Well the closing has not gone off without a hitch. We were able to move into the house but our buyers buyer had a problem with getting their appraisal back on time. So we are in the house waiting for final confirmation of a close date which we believe will be tomorrow. We also got to the house and our fridge didn't fit and now Emily froze up her ac unit upstairs. So my stress level has not gone down. I also witnessed a horrific accident this morning which pretty much left me teetering on the edge. I had a particularly hard night last night thinking of Jude so I am sure that's why my anxiety is so peaked today. This started because I finally sat down and realized that even though we are in a new place my feelings aren't any better because I still miss him greatly. I know that with each passing day things will begin to get better.
The good news is that Mike is doing better and said he is moving forward. He thinks that each day he lives happily is another day closer to seeing Jude again.
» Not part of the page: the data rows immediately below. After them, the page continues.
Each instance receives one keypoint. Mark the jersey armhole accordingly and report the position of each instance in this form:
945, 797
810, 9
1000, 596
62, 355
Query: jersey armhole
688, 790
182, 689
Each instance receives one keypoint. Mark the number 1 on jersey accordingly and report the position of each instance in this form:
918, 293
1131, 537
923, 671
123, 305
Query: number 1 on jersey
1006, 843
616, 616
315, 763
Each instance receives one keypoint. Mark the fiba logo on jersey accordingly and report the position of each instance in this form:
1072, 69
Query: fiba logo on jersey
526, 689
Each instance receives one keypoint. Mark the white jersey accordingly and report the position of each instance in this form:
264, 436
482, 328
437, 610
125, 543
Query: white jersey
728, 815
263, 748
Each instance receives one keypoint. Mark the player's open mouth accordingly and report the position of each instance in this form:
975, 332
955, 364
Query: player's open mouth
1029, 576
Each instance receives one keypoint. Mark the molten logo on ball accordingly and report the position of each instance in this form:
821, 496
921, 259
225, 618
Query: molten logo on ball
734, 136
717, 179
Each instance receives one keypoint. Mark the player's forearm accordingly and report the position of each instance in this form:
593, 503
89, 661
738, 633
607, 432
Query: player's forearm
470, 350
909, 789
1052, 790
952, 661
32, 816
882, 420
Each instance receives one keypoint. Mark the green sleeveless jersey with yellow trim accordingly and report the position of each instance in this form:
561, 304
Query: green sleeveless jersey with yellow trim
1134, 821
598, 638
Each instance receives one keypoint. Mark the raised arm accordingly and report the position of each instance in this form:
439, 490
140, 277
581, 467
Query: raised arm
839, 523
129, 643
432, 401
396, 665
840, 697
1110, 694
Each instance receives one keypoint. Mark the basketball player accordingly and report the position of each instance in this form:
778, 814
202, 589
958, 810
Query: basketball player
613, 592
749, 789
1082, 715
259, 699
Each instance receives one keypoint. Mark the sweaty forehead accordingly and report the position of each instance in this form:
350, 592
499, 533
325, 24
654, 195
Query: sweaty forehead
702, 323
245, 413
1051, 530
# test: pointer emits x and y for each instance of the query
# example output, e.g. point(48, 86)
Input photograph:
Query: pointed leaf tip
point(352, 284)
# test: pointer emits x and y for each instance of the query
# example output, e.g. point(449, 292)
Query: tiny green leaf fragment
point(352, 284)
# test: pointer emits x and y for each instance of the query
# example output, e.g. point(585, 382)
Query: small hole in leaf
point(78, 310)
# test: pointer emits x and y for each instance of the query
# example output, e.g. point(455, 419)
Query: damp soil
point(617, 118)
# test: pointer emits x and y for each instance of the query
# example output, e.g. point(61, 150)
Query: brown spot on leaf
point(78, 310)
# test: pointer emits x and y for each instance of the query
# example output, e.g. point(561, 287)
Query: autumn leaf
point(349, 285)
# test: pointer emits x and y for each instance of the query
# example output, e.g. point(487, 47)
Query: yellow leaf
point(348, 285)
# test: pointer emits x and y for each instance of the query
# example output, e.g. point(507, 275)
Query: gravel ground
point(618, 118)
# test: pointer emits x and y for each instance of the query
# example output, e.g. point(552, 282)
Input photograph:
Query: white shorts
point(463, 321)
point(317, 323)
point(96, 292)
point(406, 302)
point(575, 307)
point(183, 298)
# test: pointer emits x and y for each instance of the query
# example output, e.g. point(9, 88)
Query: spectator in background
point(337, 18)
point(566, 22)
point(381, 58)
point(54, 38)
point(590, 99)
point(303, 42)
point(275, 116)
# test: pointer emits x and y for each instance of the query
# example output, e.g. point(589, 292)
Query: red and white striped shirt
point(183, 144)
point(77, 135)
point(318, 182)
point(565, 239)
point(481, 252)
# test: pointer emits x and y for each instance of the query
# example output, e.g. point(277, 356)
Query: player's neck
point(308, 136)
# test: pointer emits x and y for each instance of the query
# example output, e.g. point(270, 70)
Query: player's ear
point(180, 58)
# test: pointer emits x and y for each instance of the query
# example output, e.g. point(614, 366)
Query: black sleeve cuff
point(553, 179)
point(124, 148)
He said he wants to make sure he does everything right in this world because he doesn't want to come back and repeat everything again due to mistakes. He believes there are lots of people he has met that will be suffering through this life again. I think that's an interesting concept. What if hell is actually having to come back and re-do everything versus spending eternity with your loved ones in Heaven? Makes you think doesn't it? Although life is beautiful it's not heaven.
The positive is that I am nearing completion of the unpacking. As soon as we close I can start working on items and projects around the house. I know this will keep my mind busy and that's what I need right now.